Chodzi o 100-procentowy podatek dla obcokrajowców spoza Unii Europejskiej, który rząd zamierza nałożyć na osoby niebędące rezydentami, które kupią mieszkanie w naszym kraju: „Pomysł nałożenia 100% wartości jako dodatkowego podatku uważam za niewykonalny, a ponadto jest to czysty populizm”.
„I dlatego po tej wypowiedzi Sáncheza nie słyszeliśmy nic więcej. Uważam, że w niektórych regionach kraju może to mieć sens, ale nie w całej Hiszpanii.

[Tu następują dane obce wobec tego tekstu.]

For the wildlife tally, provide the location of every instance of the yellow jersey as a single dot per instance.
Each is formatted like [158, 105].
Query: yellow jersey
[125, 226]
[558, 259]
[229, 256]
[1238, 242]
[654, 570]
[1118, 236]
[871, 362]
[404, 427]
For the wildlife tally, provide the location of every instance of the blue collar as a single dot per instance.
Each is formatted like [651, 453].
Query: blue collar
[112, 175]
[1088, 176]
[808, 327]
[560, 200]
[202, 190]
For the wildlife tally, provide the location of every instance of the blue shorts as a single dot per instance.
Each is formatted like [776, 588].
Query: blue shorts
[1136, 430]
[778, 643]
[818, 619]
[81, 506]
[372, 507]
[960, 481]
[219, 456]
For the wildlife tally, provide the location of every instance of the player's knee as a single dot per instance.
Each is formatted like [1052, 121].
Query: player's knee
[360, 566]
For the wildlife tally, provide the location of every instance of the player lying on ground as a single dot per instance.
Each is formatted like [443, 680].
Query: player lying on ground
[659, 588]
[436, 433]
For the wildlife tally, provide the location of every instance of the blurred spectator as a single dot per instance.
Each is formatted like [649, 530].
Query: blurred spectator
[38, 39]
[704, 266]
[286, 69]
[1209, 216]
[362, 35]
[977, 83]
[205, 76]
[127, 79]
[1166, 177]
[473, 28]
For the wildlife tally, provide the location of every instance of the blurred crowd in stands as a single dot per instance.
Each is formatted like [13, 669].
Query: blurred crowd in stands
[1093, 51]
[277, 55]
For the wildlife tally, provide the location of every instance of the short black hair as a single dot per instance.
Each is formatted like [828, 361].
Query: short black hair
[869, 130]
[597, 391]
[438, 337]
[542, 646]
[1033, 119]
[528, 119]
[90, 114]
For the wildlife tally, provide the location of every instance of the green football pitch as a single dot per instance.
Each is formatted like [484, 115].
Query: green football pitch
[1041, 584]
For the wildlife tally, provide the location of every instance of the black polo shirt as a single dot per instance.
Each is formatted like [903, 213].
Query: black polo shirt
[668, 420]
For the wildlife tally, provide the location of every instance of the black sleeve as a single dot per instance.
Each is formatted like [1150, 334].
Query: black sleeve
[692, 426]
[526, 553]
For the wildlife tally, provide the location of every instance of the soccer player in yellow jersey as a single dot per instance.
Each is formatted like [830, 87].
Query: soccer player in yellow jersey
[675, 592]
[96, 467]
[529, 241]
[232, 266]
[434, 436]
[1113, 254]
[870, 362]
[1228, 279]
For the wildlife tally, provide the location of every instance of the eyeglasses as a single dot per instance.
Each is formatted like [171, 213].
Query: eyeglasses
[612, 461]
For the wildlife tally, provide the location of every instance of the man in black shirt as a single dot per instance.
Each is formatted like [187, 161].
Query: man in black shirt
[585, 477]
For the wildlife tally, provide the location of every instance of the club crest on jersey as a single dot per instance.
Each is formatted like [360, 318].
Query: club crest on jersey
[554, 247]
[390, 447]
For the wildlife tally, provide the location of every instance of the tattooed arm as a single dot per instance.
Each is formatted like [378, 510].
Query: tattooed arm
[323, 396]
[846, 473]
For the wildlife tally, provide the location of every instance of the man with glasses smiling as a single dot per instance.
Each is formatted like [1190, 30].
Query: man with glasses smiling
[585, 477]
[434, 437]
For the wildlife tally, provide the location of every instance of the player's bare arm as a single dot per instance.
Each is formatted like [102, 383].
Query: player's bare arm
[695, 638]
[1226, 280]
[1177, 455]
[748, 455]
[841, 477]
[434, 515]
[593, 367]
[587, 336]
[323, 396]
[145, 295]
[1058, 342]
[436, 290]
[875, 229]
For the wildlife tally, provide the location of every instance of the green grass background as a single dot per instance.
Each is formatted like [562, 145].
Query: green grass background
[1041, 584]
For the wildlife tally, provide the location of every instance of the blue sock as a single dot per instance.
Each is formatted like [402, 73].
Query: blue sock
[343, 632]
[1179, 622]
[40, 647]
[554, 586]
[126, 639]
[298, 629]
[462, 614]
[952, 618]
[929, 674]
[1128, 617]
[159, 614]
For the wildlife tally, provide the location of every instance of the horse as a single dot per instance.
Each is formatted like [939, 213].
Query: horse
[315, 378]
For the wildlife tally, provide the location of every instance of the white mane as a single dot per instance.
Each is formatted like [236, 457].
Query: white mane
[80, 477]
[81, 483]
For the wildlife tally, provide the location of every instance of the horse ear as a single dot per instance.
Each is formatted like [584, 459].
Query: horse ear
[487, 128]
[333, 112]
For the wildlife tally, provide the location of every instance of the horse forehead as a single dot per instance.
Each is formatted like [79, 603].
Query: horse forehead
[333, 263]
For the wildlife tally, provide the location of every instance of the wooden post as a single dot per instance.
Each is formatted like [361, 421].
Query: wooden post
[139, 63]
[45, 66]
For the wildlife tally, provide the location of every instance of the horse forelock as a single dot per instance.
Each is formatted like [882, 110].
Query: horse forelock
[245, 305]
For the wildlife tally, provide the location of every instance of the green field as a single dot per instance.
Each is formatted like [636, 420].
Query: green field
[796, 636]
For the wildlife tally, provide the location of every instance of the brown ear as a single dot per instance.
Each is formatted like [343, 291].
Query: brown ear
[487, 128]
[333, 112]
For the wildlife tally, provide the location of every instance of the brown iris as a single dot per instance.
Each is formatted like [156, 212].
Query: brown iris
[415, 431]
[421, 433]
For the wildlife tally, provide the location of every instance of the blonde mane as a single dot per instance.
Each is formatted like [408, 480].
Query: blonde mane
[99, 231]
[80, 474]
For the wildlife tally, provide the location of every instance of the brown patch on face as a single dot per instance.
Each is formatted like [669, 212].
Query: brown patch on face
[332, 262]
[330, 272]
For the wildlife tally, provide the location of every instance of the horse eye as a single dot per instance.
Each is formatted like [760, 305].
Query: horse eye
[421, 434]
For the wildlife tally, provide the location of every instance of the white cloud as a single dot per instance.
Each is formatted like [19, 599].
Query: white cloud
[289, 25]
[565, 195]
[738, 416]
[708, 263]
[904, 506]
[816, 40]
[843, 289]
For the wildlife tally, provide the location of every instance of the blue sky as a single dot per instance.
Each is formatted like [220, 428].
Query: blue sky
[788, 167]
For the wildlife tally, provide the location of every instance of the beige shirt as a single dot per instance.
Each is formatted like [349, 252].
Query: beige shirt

Jeśli chcę nałożyć podatek w wysokości 2 milionów euro na osobę z Wenezueli, która kupuje willę za 2 miliony euro w Majadahonda, to nic to nie da”.
Scheffler zapewnia, że rynek w Hiszpanii i Madrycie może nadal rosnąć, ponieważ „ceny są nadal niższe niż w Londynie czy Paryżu”. Ponadto zapewnia, że istnieje rynek, który nieustannie się rozwija: „Przybywa coraz więcej Chińczyków z pieniędzmi, którzy chcą luksusu”.
Na koniec ten inwestor i przedsiębiorca z branży nieruchomości nie waha się zdefiniować, czym dla niego jest luksus, który ma wpływ na miasta takie jak Madryt, gdzie za coraz mniejsze powierzchnie żąda się coraz więcej pieniędzy. „Czasami sprzedajemy małe mieszkanie o powierzchni 12 m2 w budynku w Paryżu”.
„Ale metr kwadratowy kosztuje 15 000 euro. Czy to luksus? Nie jest to luksus. Istnieje wiele czynników, takich jak lokalizacja, rodzaj nieruchomości, powierzchnia wspólna czy wielkość. Luksus jest czymś bardzo osobistym. Każdy człowiek jest inny”.